Greater New Orleans #1 Growing Metro Area for Employment
Brookings | 09/18/2012
Recent economic reports point to a continued slow pace of national economic recovery during the summer of 2012. Yet even earlier in the second quarter of 2012, the nation’s major metropolitan economies exhibited tremendous variation in their recovery progress.
This edition of the Metro Monitor finds that during the second quarter of 2012, both employment and output growth decelerated across most of the nation’s 100 largest metro areas, after relatively fast growth during the first quarter. Unemployment rates continued to fall in more than half of all metropolitan areas, but remained above 6 percent in all but 12 metro areas. Housing prices, on the other hand, hit new lows in 87 of the 100 largest metro areas, reflecting a housing market yet to recover in most areas.

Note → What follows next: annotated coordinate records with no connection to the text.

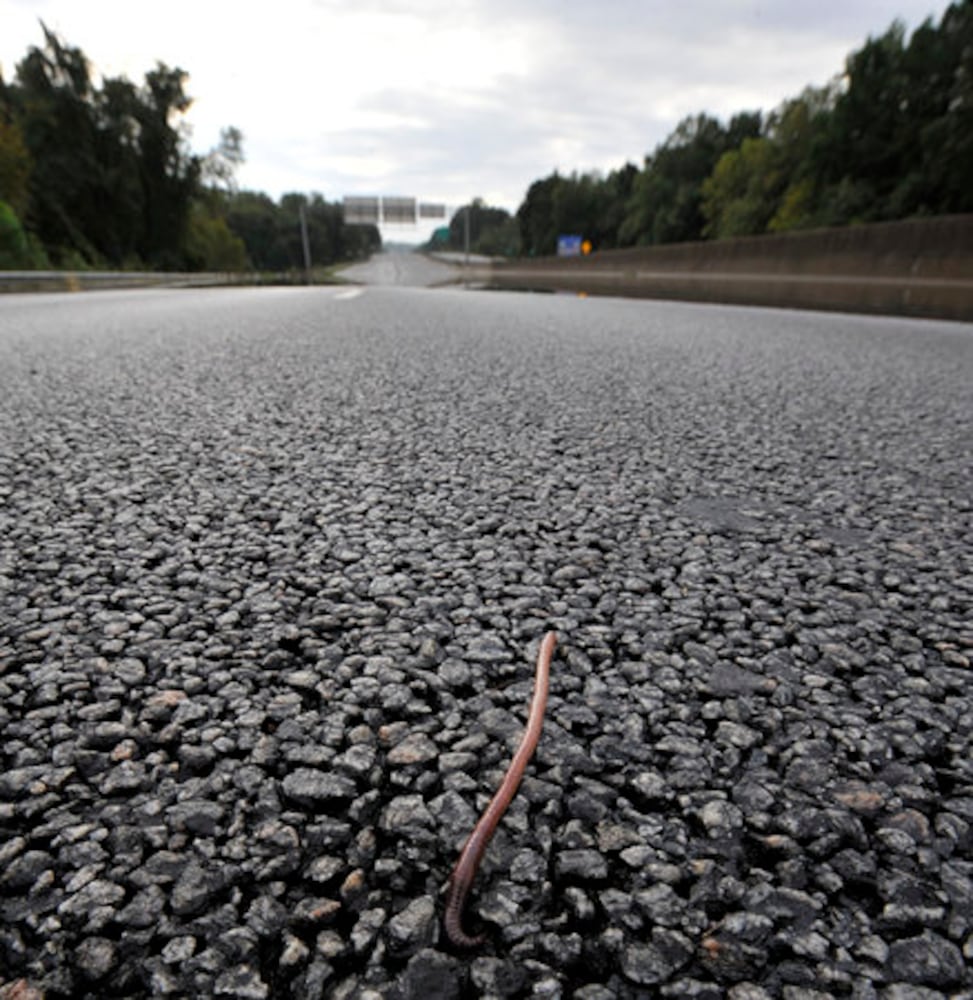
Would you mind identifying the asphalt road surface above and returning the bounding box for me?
[0,288,973,1000]
[341,251,464,288]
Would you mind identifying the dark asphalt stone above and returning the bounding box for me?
[395,948,465,1000]
[0,288,973,1000]
[282,767,357,809]
[75,937,118,981]
[889,931,966,987]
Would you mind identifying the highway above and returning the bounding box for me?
[0,284,973,1000]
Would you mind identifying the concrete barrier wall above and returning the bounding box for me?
[489,215,973,321]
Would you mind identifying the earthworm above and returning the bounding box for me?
[443,632,557,948]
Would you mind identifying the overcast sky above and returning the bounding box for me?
[0,0,948,239]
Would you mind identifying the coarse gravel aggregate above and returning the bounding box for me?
[0,289,973,1000]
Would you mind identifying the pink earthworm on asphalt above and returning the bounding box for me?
[443,632,557,948]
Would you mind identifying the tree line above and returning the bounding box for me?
[438,0,973,255]
[0,23,381,271]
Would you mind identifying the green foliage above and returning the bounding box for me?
[186,201,250,271]
[517,0,973,254]
[224,191,382,272]
[517,163,639,255]
[619,112,760,246]
[0,201,29,271]
[0,25,380,271]
[0,118,31,214]
[436,198,520,257]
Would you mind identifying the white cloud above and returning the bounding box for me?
[0,0,947,242]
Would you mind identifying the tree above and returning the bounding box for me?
[136,63,201,269]
[201,125,246,194]
[619,112,761,245]
[0,118,31,215]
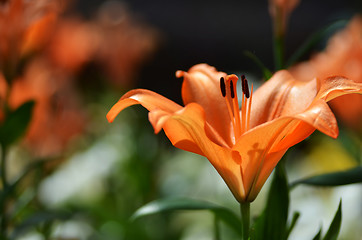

The extent of the economic recovery was strong in Texas and Oklahoma metro areas, where the recession was relatively mild and natural gas has boomed; in certain high-tech metro areas like Austin, Boston, Portland, San Jose, and Seattle; in portions of the Mountain West where house prices have started to stabilize (Boise, Phoenix, Provo, and Salt Lake City); and in some manufacturing centers near the Great Lakes (Detroit, Grand Rapids, Toledo, and Youngstown). By contrast, the recovery has proceeded more slowly in the Northeast where metro areas have generally followed modest growth trajectories less characterized by large boom and bust growth cycles. Among the slowest to recover within this group have been the government centers of Albany and Harrisburg, a theme that extended to other capitals and military metro areas like Honolulu, Little Rock, and Virginia Beach.